Next, we will discuss (very briefly) these issues for other types of local minimizers, which are fully stable in either the Lipschitzian or Hölderian sense.

3 Critical Lagrange multipliers for fully stable minimizers

The notion of Lipschitzian full stability was introduced by Levy et al. (2000) in the extended real-valued framework of finite-dimensional optimization as follows: given \(f:I\!\!R^n\times I\!\!R^d\rightarrow \bar{I\!\!R}\) and a nominal parameter pair \((\bar{v},\bar{p})\in I\!\!R^n\times I\!\!R^d\), a point \(\bar{x}\) is said to be a Lipschitzian fully stable local minimizer of \(f\) if there is a number \(\gamma >0\) such that the argminimum mapping

$$\begin{aligned} M_\gamma :(v,p)\mapsto \text{ argmin }\big \{f(x,p)-\langle v,x\rangle \big |\;\Vert x-\bar{x}\Vert \le \gamma \big \} \end{aligned}$$

is single-valued and locally Lipschitz continuous around \((\bar{v},\bar{p})\) with \(M_\gamma (\bar{v},\bar{p})=\bar{x}\), and moreover the local optimal value function

$$\begin{aligned} m_\gamma :(v,p)\mapsto \inf \big \{f(x,p)-\langle v,x\rangle \big |\;\Vert x-\bar{x}\Vert \le \gamma \big \} \end{aligned}$$

is also locally Lipschitz continuous around the reference parameter pair \((\bar{v},\bar{p})\).

We can see that the difference between tilt and full stability is that the local single-valuedness and Lipschitz continuity of the solution map is required not only with respect to tilt perturbations \(v\) but also with respect to basic perturbations \(p\), which enter the objective in the general way while together with the tilt component.
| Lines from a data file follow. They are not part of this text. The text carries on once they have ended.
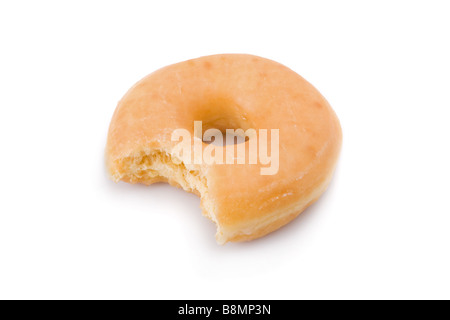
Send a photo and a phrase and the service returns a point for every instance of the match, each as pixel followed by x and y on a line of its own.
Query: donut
pixel 227 92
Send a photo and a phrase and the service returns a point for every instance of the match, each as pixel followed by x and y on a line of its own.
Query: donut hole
pixel 221 115
pixel 237 137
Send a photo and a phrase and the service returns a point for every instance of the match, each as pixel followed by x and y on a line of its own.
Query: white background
pixel 382 230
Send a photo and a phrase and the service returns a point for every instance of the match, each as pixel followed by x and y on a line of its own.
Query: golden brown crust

The main result of Levy, Poliquin, and Rockafellar (2000) provides a characterization of Lipschitzian full stability in terms of a partial version of the generalized Hessian for a broad class of extended real-valued functions \(f(x,p)\), which are prox-regular and subdifferentially continuous in \(x\) with compatible parametrization by \(p\) at the reference point under the validity of a certain basic constraint qualification.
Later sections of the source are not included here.